August 22 at Lavra Art Gallery
the Blue Monday exhibition of artists Roman Mykhaylov, APL315 and Boris Kashapov will open. Blue Monday is the pseudo-scientific name for the saddest day of the year and the longest song in the history of the British charts. Usually in English, the word 'blue' means sadness and despair. Sad Monday symbolizes seasonal longing, which is most acutely felt after weekends and vacations. The concept of Blue Monday is also popular in the club culture, when after violent fun, alcohol and drugs comes a hangover and a sense of devastation.
Artists consider this phenomenon not as a transition from an elevated mood to a decline, but as two poles that exist simultaneously. The aggravated state of society and stress increase the demand for fun. More and more raves are being held, new bars are opening, narcotic substances are becoming available to every student. Thus, consciousness looks for an opportunity to resist the unwanted reality. But any party always ends and a person finds himself in the same situation again. Sad Monday awaits at every turn.

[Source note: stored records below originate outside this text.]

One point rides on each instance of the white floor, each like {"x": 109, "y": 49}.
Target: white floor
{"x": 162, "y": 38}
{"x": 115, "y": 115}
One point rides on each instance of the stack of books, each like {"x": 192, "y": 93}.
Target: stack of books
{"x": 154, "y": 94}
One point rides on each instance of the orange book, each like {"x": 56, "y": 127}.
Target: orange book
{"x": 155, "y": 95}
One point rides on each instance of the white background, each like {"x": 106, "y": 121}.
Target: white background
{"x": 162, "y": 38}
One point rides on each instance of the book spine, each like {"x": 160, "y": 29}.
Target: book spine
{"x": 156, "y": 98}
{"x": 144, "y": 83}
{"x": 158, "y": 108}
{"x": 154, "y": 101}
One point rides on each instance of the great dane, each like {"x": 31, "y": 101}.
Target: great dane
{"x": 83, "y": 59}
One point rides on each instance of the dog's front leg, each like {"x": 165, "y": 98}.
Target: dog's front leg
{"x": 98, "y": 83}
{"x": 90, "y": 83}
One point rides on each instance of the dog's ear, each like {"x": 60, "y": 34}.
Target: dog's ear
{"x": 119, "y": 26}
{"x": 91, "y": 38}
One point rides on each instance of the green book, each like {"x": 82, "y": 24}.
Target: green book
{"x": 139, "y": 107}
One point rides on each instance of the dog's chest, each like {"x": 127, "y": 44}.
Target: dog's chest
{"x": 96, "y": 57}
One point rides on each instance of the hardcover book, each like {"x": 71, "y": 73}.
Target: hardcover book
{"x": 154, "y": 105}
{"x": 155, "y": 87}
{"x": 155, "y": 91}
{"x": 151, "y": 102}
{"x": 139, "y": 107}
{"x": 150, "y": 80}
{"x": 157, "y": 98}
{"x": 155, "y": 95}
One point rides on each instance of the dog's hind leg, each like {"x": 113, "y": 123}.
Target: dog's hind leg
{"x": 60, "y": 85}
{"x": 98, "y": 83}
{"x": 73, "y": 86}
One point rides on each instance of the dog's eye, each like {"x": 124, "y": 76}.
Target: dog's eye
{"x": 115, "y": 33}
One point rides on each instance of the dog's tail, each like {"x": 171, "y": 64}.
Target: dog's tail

The exhibition will present graphics by Boris Kashapov, painting and two large-scale murals by Roman Mykhaylov and APL315, created in the courtyard of the Lavra Gallery. Street culture is close to both of them. Graffiti, with their inherent naivety and irony, became for them the most honest form of expression. The graffiti of APL315 resemble drawings from Spain's Basinete cave. Since prehistoric times, battle scenes remain the truest picture of reality. In contrast, Mikhailov's paintings stand out - psychedelic emoticons, which can justifiably become a symbol of modernity. Being between them, there is a chance to catch the moment of transition from fun to harsh everyday life. The Blue Monday exhibition is about transitional states that flow sharply into each other, and which a modern person experiences every day.